My name is Kinoshita, and I am from the my route Development Group. Normally, I do advanced development for Proof of Concepts, spanning mobile, front-end, and back-end development. I was given the opportunity to take the Licensed Scrum Master Training, which I passed successfully, granting me certification as an LSM. This is an account of my journey to gaining this certification.

What is LSM?

The LSM is a certification from Scrum Inc. awarded to those who take the Scrum Inc. certified Scrum Master training course and pass the exam.

There are multiple Scrum Master certification bodies, with each granting different titles for the same certification.

Title Certification Body URL Fee License Renewal Fee
LSM, Licensed Scrum Master Scrum Inc https://scruminc.jp/ 200,000 JPY (tax excl.) $50 / year
CSM, Certified Scrum Master Scrum Alliance https://www.scrumalliance.org/ 300,000 JPY (tax incl.) $100 / 2 years
PSM, Professional Scrum Master Scrum.org https://www.scrum.org/ $150 N/A

[Reference: https://www.ryuzee.com/faq/0034/]

LSM is a two-day course comprised of lectures and workshops. Completing the course qualifies you to take the examination. The certification must be renewed every year, for which a $50 fee must be paid and the examination passed each time. As such, you have an opportunity every year to consider whether you want to maintain the certification.
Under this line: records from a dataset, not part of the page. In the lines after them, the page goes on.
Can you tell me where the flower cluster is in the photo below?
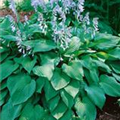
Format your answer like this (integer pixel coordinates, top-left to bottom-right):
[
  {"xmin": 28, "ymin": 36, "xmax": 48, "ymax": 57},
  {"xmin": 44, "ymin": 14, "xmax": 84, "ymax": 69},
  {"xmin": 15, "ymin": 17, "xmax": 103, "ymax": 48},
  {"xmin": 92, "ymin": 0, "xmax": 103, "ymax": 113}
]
[{"xmin": 7, "ymin": 0, "xmax": 98, "ymax": 54}]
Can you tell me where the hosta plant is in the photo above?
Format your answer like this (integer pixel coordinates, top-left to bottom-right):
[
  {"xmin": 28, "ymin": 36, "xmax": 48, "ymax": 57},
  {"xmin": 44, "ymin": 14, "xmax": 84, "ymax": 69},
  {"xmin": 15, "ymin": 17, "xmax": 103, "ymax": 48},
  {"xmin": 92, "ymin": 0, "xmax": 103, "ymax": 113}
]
[{"xmin": 0, "ymin": 0, "xmax": 120, "ymax": 120}]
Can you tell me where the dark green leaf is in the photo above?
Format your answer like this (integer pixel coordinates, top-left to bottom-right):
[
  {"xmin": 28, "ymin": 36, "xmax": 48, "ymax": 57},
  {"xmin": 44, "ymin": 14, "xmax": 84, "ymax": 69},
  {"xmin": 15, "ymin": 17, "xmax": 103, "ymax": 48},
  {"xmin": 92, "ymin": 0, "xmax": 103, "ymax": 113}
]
[
  {"xmin": 85, "ymin": 85, "xmax": 106, "ymax": 109},
  {"xmin": 51, "ymin": 69, "xmax": 70, "ymax": 90},
  {"xmin": 7, "ymin": 73, "xmax": 36, "ymax": 105},
  {"xmin": 23, "ymin": 39, "xmax": 57, "ymax": 52},
  {"xmin": 36, "ymin": 77, "xmax": 46, "ymax": 93},
  {"xmin": 48, "ymin": 95, "xmax": 60, "ymax": 112},
  {"xmin": 62, "ymin": 60, "xmax": 84, "ymax": 81},
  {"xmin": 33, "ymin": 63, "xmax": 54, "ymax": 80},
  {"xmin": 44, "ymin": 81, "xmax": 58, "ymax": 101},
  {"xmin": 1, "ymin": 100, "xmax": 22, "ymax": 120},
  {"xmin": 61, "ymin": 90, "xmax": 74, "ymax": 109},
  {"xmin": 100, "ymin": 75, "xmax": 120, "ymax": 97},
  {"xmin": 75, "ymin": 97, "xmax": 96, "ymax": 120},
  {"xmin": 0, "ymin": 60, "xmax": 19, "ymax": 82},
  {"xmin": 51, "ymin": 101, "xmax": 67, "ymax": 120},
  {"xmin": 64, "ymin": 80, "xmax": 80, "ymax": 98}
]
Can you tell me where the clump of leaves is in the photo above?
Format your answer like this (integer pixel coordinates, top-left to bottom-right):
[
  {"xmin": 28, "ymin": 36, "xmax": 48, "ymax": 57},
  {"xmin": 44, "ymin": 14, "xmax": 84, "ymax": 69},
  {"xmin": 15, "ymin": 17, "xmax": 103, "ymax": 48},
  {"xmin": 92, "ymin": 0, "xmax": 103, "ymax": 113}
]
[{"xmin": 0, "ymin": 0, "xmax": 120, "ymax": 120}]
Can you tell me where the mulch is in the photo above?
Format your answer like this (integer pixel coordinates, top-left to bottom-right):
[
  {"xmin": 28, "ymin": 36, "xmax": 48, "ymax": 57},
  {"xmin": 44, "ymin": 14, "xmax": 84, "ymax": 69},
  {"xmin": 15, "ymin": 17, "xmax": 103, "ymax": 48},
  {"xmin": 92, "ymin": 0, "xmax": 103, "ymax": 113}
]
[{"xmin": 0, "ymin": 9, "xmax": 120, "ymax": 120}]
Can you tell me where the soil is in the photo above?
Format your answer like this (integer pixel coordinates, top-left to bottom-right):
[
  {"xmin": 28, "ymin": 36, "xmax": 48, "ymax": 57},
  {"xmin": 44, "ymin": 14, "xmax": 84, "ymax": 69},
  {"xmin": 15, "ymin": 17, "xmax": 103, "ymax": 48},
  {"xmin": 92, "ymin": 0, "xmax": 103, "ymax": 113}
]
[{"xmin": 0, "ymin": 9, "xmax": 120, "ymax": 120}]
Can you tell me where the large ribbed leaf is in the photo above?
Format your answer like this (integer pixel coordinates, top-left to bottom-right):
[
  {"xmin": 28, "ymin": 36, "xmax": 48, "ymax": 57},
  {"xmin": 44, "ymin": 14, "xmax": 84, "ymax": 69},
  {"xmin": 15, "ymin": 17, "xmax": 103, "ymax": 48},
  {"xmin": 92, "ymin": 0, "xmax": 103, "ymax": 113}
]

Reasons for Obtaining Certification

KINTO Technologies is aiming to be a cutting-edge online business organization. To that end, it is currently working to change those factors within the Japanese manufacturing industry that hinder progress in terms of culture and the environment, while also tearing away vendor locks, making improvements to legacy systems, systematizing business flows, and other digital transformation (DX) activities. As the company proceeds down this path, there have been a greater number of opportunities for it to choose Agile software development as its methodology. In fact, even the group that I belong to has been choosing to use Agile. And, in reflection of that fact, my manager recommended to me that I take the Scrum Master Training.

As in many small-scale development teams, the my route team that I belong to also only has a small number of team members, and, so, it is the case that the Product Owner and Scrum Master roles are fulfilled by the same person. After the recommendation, I talked with a number of friends and colleagues who were both developers and Scrum masters and I began to become more interested in taking the training. I talked again with my superior and, based on the following, decided to take the training.

  • It was not vital that I become a Scrum Master and there would be no issues if I didn't get the certification; however, given that it was not something I had learned systematically up until that point, it seemed like a good opportunity to educate myself;
  • In pushing forward with Scrum and Agile, it might be possible for me to build a Scum personal network;
    • For example, at seminars, I might be able to exchange information on how to utilize Scrum and Agile with people from companies who are facing similar organizational issues as our company; and
  • As a developer, learning what other Scrum Masters think and feel about issues has many benefits in terms of knowing how to respond to these issues.

Reasons for Selecting LSM

Given that my goal was not to simply gain certification, PSM was not an option for me. Early on, I learned from someone in my company about the well-known CSM certification; however, I was then recommended by another colleague to look at LSM, through which I might be about to build a Scrum community network. Also, I saw that TRI-AD (currently, Woven Planet Holdings, Inc.) of the Toyota Group had adopted it and that it had proven a good match for the company. This increased confidence in LSM within the company and was the reason why I ultimately went with that particular certification.

Prior Knowledge

With regards to my prior knowledge of what being a Scrum Master comprises, I had read SCRUM BOOT CAMP THE BOOK and the Scrum Guide. In terms of actual experience, while I hadn't worked in any organization that had formally adopted Scrum, I had worked in teams that had loosely incorporated Agile.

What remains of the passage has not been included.